How to Cut Down on Switching Fatigue

You can’t eliminate switching altogether — modern life requires it — but you can manage it. The solutions are simple, though of course harder to implement and consistently stick with:

1. Batch Similar Work

Group tasks that use the same mode of thinking. Answer emails once in the morning and once in the afternoon instead of all day long. Make calls back-to-back. Do creative work in uninterrupted blocks. Do a no-switching sprint where you commit to working on one task for something like 20 minutes with zero toggling to anything else. The goal is to stay in one cognitive gear long enough to find rhythm.

2. Minimize Tool Jumps

Audit your digital environment. How many apps do you actually need? Consolidate where you can. Keep your phone out of reach while working on your computer. Disable nonessential notifications so you’re not jerked between platforms.

If you can’t control the number of tools, control how you use them: dedicate windows of time to each rather than hopping constantly.

3. Use Microtransitions to Shift Between Roles

Re-build boundaries between your identities by creating microtransitions that can help you more smoothly segue between your different roles.

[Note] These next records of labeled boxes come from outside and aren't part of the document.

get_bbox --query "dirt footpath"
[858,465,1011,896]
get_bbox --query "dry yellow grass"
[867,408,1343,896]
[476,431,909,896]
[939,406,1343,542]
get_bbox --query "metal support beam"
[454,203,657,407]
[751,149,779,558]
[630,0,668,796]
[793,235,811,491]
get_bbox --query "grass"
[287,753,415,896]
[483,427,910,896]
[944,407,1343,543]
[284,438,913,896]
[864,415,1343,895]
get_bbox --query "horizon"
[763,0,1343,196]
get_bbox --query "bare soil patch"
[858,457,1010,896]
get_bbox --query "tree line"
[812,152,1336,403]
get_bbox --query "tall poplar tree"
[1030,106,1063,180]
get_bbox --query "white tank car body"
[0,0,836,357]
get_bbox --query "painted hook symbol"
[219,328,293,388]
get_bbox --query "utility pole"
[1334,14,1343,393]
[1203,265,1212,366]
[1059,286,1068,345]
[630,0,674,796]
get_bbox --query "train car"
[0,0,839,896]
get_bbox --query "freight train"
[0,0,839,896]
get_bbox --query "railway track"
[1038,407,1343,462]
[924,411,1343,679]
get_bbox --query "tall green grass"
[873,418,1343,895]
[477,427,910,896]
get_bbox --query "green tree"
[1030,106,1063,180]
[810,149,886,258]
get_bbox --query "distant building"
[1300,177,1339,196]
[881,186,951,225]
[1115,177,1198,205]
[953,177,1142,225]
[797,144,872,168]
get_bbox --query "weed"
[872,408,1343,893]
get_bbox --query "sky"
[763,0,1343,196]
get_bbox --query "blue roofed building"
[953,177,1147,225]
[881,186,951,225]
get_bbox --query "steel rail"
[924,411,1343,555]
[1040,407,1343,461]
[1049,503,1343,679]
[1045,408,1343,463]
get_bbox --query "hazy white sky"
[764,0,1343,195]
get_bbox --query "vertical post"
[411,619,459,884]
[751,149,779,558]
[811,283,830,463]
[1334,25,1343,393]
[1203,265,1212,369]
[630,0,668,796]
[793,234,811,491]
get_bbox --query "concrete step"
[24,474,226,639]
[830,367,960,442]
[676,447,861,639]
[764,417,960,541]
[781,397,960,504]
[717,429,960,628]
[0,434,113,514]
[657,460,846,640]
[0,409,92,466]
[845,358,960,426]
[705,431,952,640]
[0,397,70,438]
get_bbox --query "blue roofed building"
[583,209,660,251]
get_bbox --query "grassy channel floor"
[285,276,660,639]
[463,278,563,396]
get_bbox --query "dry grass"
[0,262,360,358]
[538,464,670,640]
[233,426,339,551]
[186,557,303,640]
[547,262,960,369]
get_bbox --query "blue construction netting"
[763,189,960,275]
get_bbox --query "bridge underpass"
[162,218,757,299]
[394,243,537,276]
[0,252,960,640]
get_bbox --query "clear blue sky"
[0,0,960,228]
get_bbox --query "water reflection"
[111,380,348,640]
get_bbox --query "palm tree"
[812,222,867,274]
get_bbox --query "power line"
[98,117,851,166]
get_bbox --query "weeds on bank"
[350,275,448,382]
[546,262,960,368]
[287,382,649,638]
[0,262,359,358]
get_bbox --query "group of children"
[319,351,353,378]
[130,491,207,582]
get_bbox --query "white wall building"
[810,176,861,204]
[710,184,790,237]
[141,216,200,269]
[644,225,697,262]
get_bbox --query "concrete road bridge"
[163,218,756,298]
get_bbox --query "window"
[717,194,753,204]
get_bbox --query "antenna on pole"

After work, and before you go home, take a short walk or meditate in the driveway for a few minutes. If you work from home, go to the gym at the end of your work day or change your clothes before you shift into leisure time. Rituals help your mind switch cleanly rather than carry the residue of one role into the next.

I highly recommend listening to this podcast episode about microtransitions to learn how to create them and how they can improve your life.

Embrace Single-Thread Living

If everyone seems tired and burnt out these days, it’s often not because we’re trying to do too much, but how frequently we’re changing what we’re doing.

Every switch carries a cost. Our focus gets fragmented, our attention is pulled in too many directions, and we never fully inhabit our current context. We end up mentally blitzed and do everything in a mediocre way.

Doing our best work, and having enough surplus mental fuel to fill our lives with more than work, requires choosing fewer contexts at a time — less frenetic switching and more steady investing. It requires staying put mentally long enough for depth to form, remembering that it’s only in the deeps that the good stuff happens.